By Associated Press | November 26, 2007

BEIJING — President Sarkozy of France began his first state visit to China yesterday with calls for more balanced trade and environmentally sustainable development.

Mr. Sarkozy's three-day visit was expected to focus on economic ties with China while playing down human-rights concerns that would be sure to receive a cool reception from Beijing.

However, at a dinner yesterday with President Hu, Mr. Sarkozy gently urged China to apply the death penalty less frequently, the French presidential Élysée palace said. "I am not asking for it to be abolished completely, but to accentuate the tendency that is taking shape quite naturally," the Élysée quoted the French leader as saying.

Mr. Hu responded that he hoped "to have things evolve" in such a way as to "reduce the number of cases in which the death penalty is applied," the Élysée said.

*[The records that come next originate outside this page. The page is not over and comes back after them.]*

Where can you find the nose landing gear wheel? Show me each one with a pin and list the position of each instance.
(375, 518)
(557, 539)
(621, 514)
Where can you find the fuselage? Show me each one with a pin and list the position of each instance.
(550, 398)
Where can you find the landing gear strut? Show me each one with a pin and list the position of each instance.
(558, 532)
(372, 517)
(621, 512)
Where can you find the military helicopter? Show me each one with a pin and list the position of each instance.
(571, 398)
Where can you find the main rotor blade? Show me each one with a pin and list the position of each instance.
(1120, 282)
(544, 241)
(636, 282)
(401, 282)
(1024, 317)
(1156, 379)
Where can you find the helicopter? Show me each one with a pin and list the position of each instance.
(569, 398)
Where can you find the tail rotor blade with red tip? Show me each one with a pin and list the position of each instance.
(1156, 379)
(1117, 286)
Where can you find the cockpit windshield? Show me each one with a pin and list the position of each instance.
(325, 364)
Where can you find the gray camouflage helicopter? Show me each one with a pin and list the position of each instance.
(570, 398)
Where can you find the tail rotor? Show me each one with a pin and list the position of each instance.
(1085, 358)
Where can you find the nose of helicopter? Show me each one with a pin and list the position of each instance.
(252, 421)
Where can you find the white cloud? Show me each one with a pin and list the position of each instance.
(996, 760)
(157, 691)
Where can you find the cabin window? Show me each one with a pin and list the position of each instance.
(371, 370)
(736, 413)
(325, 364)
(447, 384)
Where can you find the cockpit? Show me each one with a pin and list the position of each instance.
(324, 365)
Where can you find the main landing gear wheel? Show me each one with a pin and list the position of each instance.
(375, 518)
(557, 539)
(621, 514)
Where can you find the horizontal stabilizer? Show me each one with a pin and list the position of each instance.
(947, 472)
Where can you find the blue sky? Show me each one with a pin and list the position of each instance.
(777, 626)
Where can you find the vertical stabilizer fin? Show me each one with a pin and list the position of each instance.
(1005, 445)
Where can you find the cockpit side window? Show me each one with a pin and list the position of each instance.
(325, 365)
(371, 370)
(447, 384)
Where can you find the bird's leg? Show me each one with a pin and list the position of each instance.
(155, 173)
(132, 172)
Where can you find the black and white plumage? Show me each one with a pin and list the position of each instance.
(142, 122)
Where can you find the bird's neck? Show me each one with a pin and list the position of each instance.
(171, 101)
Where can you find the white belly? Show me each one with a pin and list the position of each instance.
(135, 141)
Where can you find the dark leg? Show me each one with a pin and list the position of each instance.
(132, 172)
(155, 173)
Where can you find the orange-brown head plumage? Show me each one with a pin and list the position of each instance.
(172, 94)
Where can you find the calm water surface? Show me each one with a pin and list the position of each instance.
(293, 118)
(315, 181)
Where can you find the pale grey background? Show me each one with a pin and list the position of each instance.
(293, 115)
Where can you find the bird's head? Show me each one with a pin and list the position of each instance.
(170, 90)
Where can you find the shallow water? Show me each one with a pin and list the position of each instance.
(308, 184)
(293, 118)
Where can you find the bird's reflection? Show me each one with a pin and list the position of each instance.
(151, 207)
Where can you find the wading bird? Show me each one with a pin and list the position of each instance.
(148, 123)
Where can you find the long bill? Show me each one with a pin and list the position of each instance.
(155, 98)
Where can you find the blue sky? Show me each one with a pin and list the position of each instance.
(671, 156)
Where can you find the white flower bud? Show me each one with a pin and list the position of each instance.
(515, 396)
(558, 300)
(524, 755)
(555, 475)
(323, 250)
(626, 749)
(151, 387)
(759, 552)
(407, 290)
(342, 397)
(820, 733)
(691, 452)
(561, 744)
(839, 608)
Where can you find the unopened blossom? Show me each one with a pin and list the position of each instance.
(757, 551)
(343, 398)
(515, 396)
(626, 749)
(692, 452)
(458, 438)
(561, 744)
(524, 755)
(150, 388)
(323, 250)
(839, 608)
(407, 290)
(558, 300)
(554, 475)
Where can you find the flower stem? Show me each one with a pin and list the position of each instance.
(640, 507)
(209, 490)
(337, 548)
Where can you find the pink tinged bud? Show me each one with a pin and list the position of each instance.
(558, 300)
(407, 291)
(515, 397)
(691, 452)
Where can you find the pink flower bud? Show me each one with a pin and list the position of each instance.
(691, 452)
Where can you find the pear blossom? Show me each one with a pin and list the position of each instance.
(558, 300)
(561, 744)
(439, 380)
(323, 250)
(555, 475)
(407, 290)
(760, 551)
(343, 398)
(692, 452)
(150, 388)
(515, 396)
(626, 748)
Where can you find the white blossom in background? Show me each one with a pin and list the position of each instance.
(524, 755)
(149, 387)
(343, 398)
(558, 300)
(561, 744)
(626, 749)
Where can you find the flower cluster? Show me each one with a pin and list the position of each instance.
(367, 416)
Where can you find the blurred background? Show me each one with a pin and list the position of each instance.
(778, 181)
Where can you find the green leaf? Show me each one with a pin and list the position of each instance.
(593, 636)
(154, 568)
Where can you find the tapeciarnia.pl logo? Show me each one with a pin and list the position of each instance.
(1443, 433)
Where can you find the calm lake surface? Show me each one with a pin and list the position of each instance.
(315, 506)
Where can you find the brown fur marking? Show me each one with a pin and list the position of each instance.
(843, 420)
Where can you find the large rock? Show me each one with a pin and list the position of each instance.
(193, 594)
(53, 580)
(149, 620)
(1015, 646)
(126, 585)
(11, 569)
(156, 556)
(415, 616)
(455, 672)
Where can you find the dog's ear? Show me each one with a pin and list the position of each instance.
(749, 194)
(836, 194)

The French leader also asked for freedom for journalists working in China, it said. Mr. Hu did not make any precise pledge in response, it said. A Paris-based advocacy group, Reporters Without Borders, had earlier appealed to Mr. Sarkozy to raise the cases of 33 journalists and 50 cyber-dissidents imprisoned in China.

Mr. Sarkozy said after the meeting that he had also urged Mr. Hu to "engage vigorously" in finding a solution to the crisis in neighboring Burma, where the ruling junta violently suppressed pro-democracy protests in September.

"If there is a country that can change" things on the ground in Burma, "it's obviously China," he said. The Élysée compared the Sarkozy-Hu meeting to a "nice ping pong" game, with the leaders politely batting ideas back and forth.

Earlier, Mr. Sarkozy addressed another touchy issue: complaints that China's currency, the yuan, was undervalued, making Chinese products unfairly cheap and boosting its trade surplus with France and the rest of Europe.

"A great country must have a strong currency," Mr. Sarkozy told Chinese and French business leaders in a speech at a Beijing hotel. He called for a "fair balance between the major currencies — the dollar, the euro, the yen, or the yuan."

"China has an important role to play, in consultation with the other players, in not letting imbalances accumulate to a point where we won't know how to get out of them," Mr. Sarkozy said.

He also warned of the costs of China's five consecutive years of double-digit economic growth, saying that development must not deplete natural resources or accelerate global warming.

Mr. Sarkozy's arrival in Beijing was preceded by a brief trip to the former imperial capital of Xi'an in western China. He will fly to Shanghai tomorrow before leaving for Paris that night.